The pathophysiological effects of malaria infection in the placenta include inflammatory cell localization, cytokine release and direct effects on villous function by parasitized erythrocyte binding [3538]. Cytokine and chemokine release, induced in host leukocytes and syncytiotrophoblastic cells and enhanced by phagocytosis of malaria pigment [39], causes auto-induction of chemokines and angiogenic factors which can attract host monocytes [40]. In other organs where PRBC and leukocytes are sequestered, signalling across endothelial monolayers causes changes to interendothelial cell junctions and oedema formation, such as in the brain during cerebral malaria [41]. There is evidence that adhesion of PRBC to syncytiotrophoblastic cells initiates signalling in these cells by tyrosine phosphorylation [42]. The current findings suggest another potential mechanism for placental dysfunction during malaria infection, where the presence of PRBC and host leukocytes reduces villous surface area, essential for foeto-maternal transfer of gas or nutrients, and disposal of potentially toxic metabolites, affecting foetal growth and development in undiagnosed or recurrent infections.
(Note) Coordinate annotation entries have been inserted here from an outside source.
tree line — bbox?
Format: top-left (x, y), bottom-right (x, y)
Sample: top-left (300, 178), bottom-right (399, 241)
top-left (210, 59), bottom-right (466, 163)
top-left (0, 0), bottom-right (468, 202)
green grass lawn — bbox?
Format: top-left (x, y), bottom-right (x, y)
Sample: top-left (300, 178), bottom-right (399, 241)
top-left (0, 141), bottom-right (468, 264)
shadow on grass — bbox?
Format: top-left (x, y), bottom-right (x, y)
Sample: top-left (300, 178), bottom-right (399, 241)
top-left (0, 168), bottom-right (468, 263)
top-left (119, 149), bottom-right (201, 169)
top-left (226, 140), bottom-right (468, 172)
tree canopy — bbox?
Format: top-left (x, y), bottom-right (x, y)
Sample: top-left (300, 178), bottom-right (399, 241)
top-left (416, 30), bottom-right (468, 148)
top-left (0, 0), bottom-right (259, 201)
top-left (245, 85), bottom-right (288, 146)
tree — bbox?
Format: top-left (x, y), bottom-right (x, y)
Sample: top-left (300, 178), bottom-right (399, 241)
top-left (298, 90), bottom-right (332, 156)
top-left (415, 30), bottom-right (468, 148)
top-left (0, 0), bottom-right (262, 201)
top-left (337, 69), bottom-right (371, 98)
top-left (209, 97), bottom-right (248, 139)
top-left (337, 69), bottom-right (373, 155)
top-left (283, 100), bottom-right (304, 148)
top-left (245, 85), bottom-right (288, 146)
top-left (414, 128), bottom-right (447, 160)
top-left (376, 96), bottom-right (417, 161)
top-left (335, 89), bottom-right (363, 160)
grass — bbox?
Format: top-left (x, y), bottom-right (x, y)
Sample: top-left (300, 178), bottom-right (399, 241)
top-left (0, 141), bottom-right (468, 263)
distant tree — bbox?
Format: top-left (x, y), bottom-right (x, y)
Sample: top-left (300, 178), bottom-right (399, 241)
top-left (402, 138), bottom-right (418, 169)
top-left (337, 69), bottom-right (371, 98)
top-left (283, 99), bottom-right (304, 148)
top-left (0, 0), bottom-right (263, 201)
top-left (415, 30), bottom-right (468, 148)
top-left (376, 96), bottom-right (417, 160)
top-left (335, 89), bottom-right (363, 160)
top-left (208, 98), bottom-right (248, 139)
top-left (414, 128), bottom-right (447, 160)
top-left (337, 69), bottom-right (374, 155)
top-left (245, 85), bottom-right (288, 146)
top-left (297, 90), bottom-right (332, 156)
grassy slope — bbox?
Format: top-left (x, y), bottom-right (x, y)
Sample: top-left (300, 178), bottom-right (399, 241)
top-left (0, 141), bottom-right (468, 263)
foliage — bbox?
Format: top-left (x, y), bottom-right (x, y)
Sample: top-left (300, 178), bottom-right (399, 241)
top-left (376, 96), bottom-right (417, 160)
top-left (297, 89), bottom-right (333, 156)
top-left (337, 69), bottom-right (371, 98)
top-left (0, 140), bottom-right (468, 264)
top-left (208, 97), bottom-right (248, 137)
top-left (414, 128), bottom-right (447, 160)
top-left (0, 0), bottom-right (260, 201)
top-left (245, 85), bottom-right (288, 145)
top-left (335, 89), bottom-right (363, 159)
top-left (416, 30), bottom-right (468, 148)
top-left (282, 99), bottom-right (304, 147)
This may result from either increased external osmotic pressure on the villus, or changes to foetal and maternal blood pressure reducing vascular filling, causing acute shrinkage. However the increase in relative villous numbers and therefore total available villous perimeter per unit area, which persists after treatment of infection through to delivery, hints at an attempt at compensation for this.

Conclusions

Digital image analysis was used to examine pathological changes to villous architecture in patients with active and treated malaria and controls. Villous area was significantly correlated with vascularity and inversely correlated with density of villi per unit area. UK controls showed significantly greater villous area and vascularity than Karen groups. There was a significant relationship between villous number and anaemia at the time of infection, but not placental weight and gestational age at delivery. Active malaria-infected cases showed significantly smaller villous area, vascularity, density, and perimeter measurement than controls. However increased villous numbers in malaria cases caused a compensatory increase in total available villous perimeter. Histology score and villous architecture showed no significant differences between infections with either P. falciparum, P. vivax, or consecutive infections by both during the course of pregnancy. These results imply that villous architecture changes acutely during malaria infection, causing shrinkage of the terminal villous and compensatory increase in the number of villi which persists following treatment and eradication of the infection. It cannot be excluded that the reversal of placental morphological changes may be related to improvement in maternal anaemia, caused by malarial treatment. However other architectural and pathological changes induced by malaria infection are reversible given early detection and appropriate anti-malarial treatment.